Rapid advancement of communication technology has changed the landscape of computing. New models of computing, such as business-on-demand, Web services, peer-to-peer networks, and Grid computing have emerged to harness distributed computing and network resources to provide powerful services. The non-deterministic characteristic of the resource availability in these new computing platforms raises an outstanding challenge: how to support Quality of Service (QoS) to meet a user’s demand? This chapter conducts a thorough study of QoS of distributed computing, especially on Grid computing where the requirement of distributed sharing and coordination goes to the extreme. The research starts at QoS policies, and then focuses on technical issues of the enforcement of the policies and performance optimization under each policy. This chapter provides a classification of QoS metrics and policies, a systematic understanding of QoS, and a framework for QoS of Grid computing.
With the advance of network technology, many new distributed computing models are being constructed to harness geographically distributed computing and communication resources, such as business-on-demand, Web services, peer-to-peer networks, and Grid computing. Typical examples of these systems include WebSphere, Gnutella, Skype, Seti@home, Condor, PPLive (a P2P television network), and Globus (Wu, 2006). The system size of these systems scales from hundreds of nodes to tens of thousands of nodes, and even more. In these systems, resources are shared and collaborated to provide services/functionalities such as online shopping, online telephony and television, teleimmersion, online control of scientific instrumentation, and resource pooling. Much effort is being made in the standardization of protocols and interface for service orchestration and resource collaboration in these environments (Foster and Kesselman, 2004). With the maturity of these systems, when more and more users to use them as day-to-day computing infrastructure, Quality of Service (QoS) of these newly-emerged computing platforms is becoming more and more important.
QoS study was focused on QoS control and delivery in a dedicated environment where resources are controlled and managed in a centralized mechanism.
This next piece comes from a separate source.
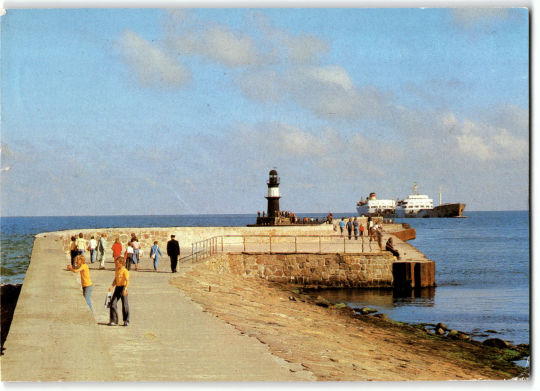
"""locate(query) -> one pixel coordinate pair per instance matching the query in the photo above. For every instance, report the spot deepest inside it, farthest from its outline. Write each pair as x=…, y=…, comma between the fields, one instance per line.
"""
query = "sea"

In a shared network environment like a Grid, where resources are shared among different applications and managed within different organizations and domains, there are several new issues related to QoS support that do not arise in a single computer system. The first issue is the variation of resource availability, the accessibility of a system resource to an application. This variation may be due to resource contention, dynamic system configuration, software or hardware failures, and other factors beyond the control of a user. The uncertainty of resource availability presents a big challenge on guaranteed application quality delivery. The second issue is parallel processing. The total workload of a large scale application is often partitioned into smaller pieces, called subtasks. These subtasks are then allocated to resources in a distributed system to be processed concurrently. The challenge of parallel processing in a shared network environment lies on that the computing resources may be heterogeneous and have individual availability patterns. The third issue is non-centralized control. In a general Grid environment, the computing resources are autonomous. Local schedulers schedule local jobs and the Grid scheduler does not have the control of the local jobs.
Because of these difficulties, a suitable and broadly applicable QoS solution has been elusive. This is especially true for Grid computing, where the requirement of distributed sharing and coordination goes to the extreme. QoS is a known technical hurdle preventing a broader adoption of Grid computing for which there has been no well-conducted QoS study to balance the need of Grid tasks and local jobs. Some efforts have been made to address the issues of sharing. Distributed systems, such as Condor, NetSolve, Nimrod, and Globus (Foster and Kesselman, 2004), support Grid computing and facilitate resource sharing and collaboration. These systems adopt different QoS policies, usually implicitly, and try to provide a satisfactory QoS under their adopted policies. These policies often support QoS for one side and sacrifice that of the other – they perform well for certain applications but do not provide a satisfactory solution for general Grid computing.
Without a better understanding of the impact of resource reservation on QoS an appropriate decision cannot be made. Recently, a prototype of QoS system, Grid Harvest Service (GHS) has been developed at Scalable Software System lab in Illinois Institute of Technology (Wu and Sun, 2006). GHS is based on a fundamental understanding of QoS of Grid computing in two stages: policymaking and optimization mechanisms. Policymaking decides the QoS policy of resource sharing among Grid tasks and local jobs. Optimization mechanisms obtain an optimum QoS under each QoS policy. They are integrated solutions of advanced performance modeling, resources management, and scheduling algorithms. These QoS optimization mechanisms provide a comprehensive investigation of the impact of system characteristics, such as resource sharing, non-centralized control, heterogeneity, and dynamics; and application characteristics, such as parallel processing, computation or communication, hard guarantee or soft guarantee, on the application QoS delivery in Grid computing (Wu et al, 2006).